An open access publication of the American Academy of Arts & Sciences
Summer 2003

‘Fundamentalism’ ancient & modern

Author
Henry Munson

Henry Munson is professor of anthropology at the University of Maine. He has written three books on the Islamic world and is now writing a book entitled “Why They Hate Us: The Roots of Islamic Militancy.”

During the reign of the Seleucid King Antiochus Epiphanes (r. 175-164 B.C.E.), lawless men arose in Israel and urged their fellow Jews to follow Greek customs in defiance of the laws of God. The king commanded the Jews to sacrifice pigs in the temple and leave their sons uncircumcised. Seleucid soldiers were to kill all those who disobeyed. Yet some Jews continued to obey the laws of God over those of the king. Among them was the priest Mattathias, who fled the desecration of Jerusalem to seek refuge in the nearby town of Modi’in.
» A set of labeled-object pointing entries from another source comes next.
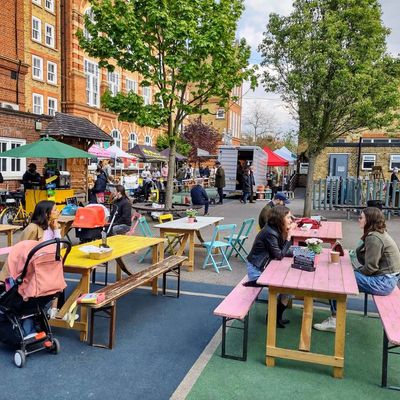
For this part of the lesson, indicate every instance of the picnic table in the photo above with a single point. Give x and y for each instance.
(78, 262)
(328, 281)
(9, 231)
(189, 230)
(328, 232)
The king’s men came to Modi’in and ordered Mattathias to sacrifice in the Greek manner. He refused. Then a Jew came forward to sacrifice as the king commanded. When Mattathias saw this, he was full of righteous rage and killed both the Jew and a Seleucid officer trying to enforce the king’s laws. Mattathias then cried out, “Let every one who is zealous for the law and supports the covenant come out with me” (1 Mace. 2:27, RSV). Mattathias and his sons and others seeking justice and righteousness fled to the hills of Judea. Joined by a band of “pious ones,” they struck down the sinners and the lawless men. They tore down the unholy altars of the Hellenists. They forcibly circumcised the uncircumcised boys within the boundaries of Israel. "They rescued the law out of the hands of the Gentiles” (1 Mace. 2148). When Mattathias died, his son Judah the Maccabee – or Judah ‘the Hammer’ (Yehuda ha-Maccabi) – succeeded him as leader of the rebellion against Hellenism and the Seleucid dynasty. At first, Judah and his men lived in mountain caves like wild animals (2 Mace. 10:6), but he was eventually able to gather an army of pious Jews to attack and burn towns and villages at night. Like a lion, he “pursued the lawless” and “destroyed the ungodly,” and “terror fell upon the Gentiles round about them” (1 Mace. 3:3 - 5, 8, 25). Judah eventually gained control of the temple in Jerusalem and purified it of all traces of the Hellenistic abominations. Jews celebrate this deliverance from oppression every year at Hanukkah.